Je suis dégouté.
En regardant le monde ce matin, j'ai vite senti reflus le dégeulis remonter en surface.
Nous ne sommes pas à la hauteur de notre potentiel, nous sommes aveuglés par un mur beaucoup plus
ÉPAIS qu'on le pense.
La cohérence est absente même quand on y croit.
On regarde notre vie comme une télé-réalité sans caméra, dans laquelle on se permet de juger qui on veux seulement avec l'apparence, ce qui est tout à fait naturel, certes, on projete l'image que l'on veux montrer.
Mais qu'arrive-t-il lorsqu'on se regarde dans le miroir?
Je ne parle pas ici du miroir qui se trouve dans notre salle de bain, mais bien celui de votre esprit d'analyste.

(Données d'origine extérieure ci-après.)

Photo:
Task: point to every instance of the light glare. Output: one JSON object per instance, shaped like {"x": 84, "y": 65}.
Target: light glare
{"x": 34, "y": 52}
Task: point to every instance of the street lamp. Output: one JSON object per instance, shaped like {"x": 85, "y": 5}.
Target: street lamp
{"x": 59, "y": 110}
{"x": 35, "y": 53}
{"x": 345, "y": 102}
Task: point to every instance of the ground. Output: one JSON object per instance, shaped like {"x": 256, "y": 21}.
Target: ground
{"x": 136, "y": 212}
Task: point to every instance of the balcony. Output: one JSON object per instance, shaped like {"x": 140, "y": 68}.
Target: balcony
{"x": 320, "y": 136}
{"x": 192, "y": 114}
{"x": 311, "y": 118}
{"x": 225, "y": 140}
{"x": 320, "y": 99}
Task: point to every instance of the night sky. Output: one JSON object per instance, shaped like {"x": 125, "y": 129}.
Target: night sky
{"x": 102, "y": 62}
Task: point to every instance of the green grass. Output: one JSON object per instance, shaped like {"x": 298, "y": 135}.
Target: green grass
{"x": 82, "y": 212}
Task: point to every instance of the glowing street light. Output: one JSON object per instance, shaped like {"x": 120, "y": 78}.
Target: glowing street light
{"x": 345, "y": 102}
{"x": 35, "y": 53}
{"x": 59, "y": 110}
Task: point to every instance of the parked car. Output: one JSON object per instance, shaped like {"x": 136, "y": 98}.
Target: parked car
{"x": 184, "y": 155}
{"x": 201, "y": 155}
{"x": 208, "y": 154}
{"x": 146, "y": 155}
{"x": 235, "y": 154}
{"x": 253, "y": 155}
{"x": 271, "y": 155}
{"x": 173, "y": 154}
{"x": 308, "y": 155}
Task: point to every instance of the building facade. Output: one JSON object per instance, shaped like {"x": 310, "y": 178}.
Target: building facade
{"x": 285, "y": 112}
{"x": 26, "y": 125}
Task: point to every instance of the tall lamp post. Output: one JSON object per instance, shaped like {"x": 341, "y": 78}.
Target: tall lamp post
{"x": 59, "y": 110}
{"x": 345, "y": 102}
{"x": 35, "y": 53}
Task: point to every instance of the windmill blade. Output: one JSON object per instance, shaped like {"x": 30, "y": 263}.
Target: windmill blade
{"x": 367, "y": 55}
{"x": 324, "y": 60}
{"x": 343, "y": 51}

Celui qui arrive à se juger, se critiquer, se comparer et finalement se condamner lui-même.
Celui qui est capable d'essayer de trouver la raison, non pas de croire qu'il la possède.
Celui qui voit l'optimisme dans ses pensées pessimistes.
Celui qui a le désir et l'espoir qu'un beau matin, tout le monde puisse vomir comme lui,
qu'un beau matin, plus personne ne soit constipé par un surplus d'illogisme.
Le meilleur remède n'est certainement pas le plaisir, mais bien le masochisme intellectuel.